PÃO E BOMBA
Edson Rodrigues dos Passos
 
 
No salão oval da Casa Branca.

- Quero cumprimentar a todos, pelo trabalho desenvolvido com os parlamentares, enfim foi liberada a quantia que pedimos para a guerra contra o terror. Com este dinheiro vamos aniquilar nossos inimigos do terceiro mundo, digo terroristas.

- Um brinde ao presidente - gritou de trás da multidão, um gordo de terno preto, levantando uma taça de cristal que derramava pela borda champanhe francês.

E todos ergueram as taças, com sorrisos alvos e um burburinho típico de confraternizações natalinas.

As champanhes não paravam de estourar, a alegria era tão grande, que não se imaginava que comemoravam o início da pior tragédia humana.

As rodinhas se formavam de acordo com o cargo e salário, Letícia dos Suprimentos, pela primeira vez frequentava uma solenidade na casa Branca, ainda se beliscava para ver se não estava sonhando.

Sua rodinha, de cinco moças do sexto para o sétimo escalão, achou um cantinho perto da janela e conversavam, dentro dos limites de conhecimento, sobre os efeitos da festa, digo da guerra.

Estavam animadas, a maioria delas viravam taças de champanhe, como se fossem refrigerantes em festas de criança. O efeito da bebida aos poucos minava o pudor, pela segunda hora já gargalhavam alto e piscavam para os soldados que faziam a segurança.

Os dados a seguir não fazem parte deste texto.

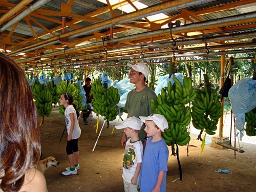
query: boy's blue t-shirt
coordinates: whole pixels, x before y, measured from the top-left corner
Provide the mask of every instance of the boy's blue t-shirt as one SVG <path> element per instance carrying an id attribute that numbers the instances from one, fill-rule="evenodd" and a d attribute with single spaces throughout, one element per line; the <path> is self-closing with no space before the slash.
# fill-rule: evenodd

W. Bush aproximou-se do grupo.

- Noto que estão se divertindo!

- Estamos discutindo os efeitos da guerra Excelência - disse uma das moças.

- Ora deixe de formalidades......esta noite é de festa, não há hierarquias - W. Bush colocou a mão no ombro de Letícia - mas quais efeitos discutiram da minha guerra, digo da guerra contra o terror?

- Achamos que o resto não vai ver com bons olhos a matança daqueles coitados.

- Que resto menina?

- O resto do mundo.

- Ah o resto do mundo. É verdade, isso também me preocupa, mas tenho milhões de dolares para gastar com bombas.

- Tenho uma sugestão presidente, e se o senhor censurar a televisão e os jornais, o que for bom passa, notícia ruim, nem pensar - disse a mais sóbria.

- Hummmm...me parece boa idéia - W. Bush pensativo.

- Tenho uma sugestão também presidente!

- Então diga meu docinho de côco!

- E se depois de jogar bomba, o senhor não joga alimentos, o resto do mundo vai achá-lo bonzinho - agora quem disse foi a mais bêbada, que se segurava nas outras para não cair.

- Depois de jogar bombas não tem ninguém para comer ! - concluiu a única que não havia bebido.

- Espere - W. Bush pareceu ter visto uma luz - isso é apenas um detalhe, a idéia me parece boa.

- O armazém dos Suprimentos está cheio de comida que sobrou da guerra do golfo - disse Letícia sem jeito, já que W. Bush agarrava-a com os braços e todos os dedos que tinha direito.

- Mas aquela comida não está vencida ? - retornou a cena a que não bebia.

- Só seis meses - respondeu Letícia.

- Então tá ótimo, vamos usar a idéia de vocês - Disse W. Bush se recompondo de sua sem vergonhice, quando se aproximavam os Secretários de Estado -

- ......foi bom que se aproximaram, acabei de ter uma idéia brilhante - as moças olharam revoltadas para W. Bush - quer dizer, acabamos de ter uma idéia brilhante: vamos jogar bombas e depois comida vencida do armazém, digo alimentos para os sobreviventes.

- Mas quem vai comer aquela comida ? - estranhou o secretário de Defesa.

- Detalhes, sempre dando importância aos detalhes, o importante é a frase que vou mandar por na CNN: "Bomba e Pão".

- Presidente! - chamou tão baixo Letícia, que quase foi um sussurro - presidente.

- Hã... o que foi?

- Posso dar outra sugestão?

- Claro que pode.

- Acho melhor "pão e bomba", pode pegar mal com o resto.

- Que resto ? - estranhou novamente o secretário de defesa.

- O resto do mundo ! - entonaram em coro todos, inclusive o presidente.

- Bem, que seja feito, meu pai vai ter orgulho de mim, vai ser a guerra do "pao e bomba".

- Não necessariamente nesta ordem - enfim riu o Secretário de Estado.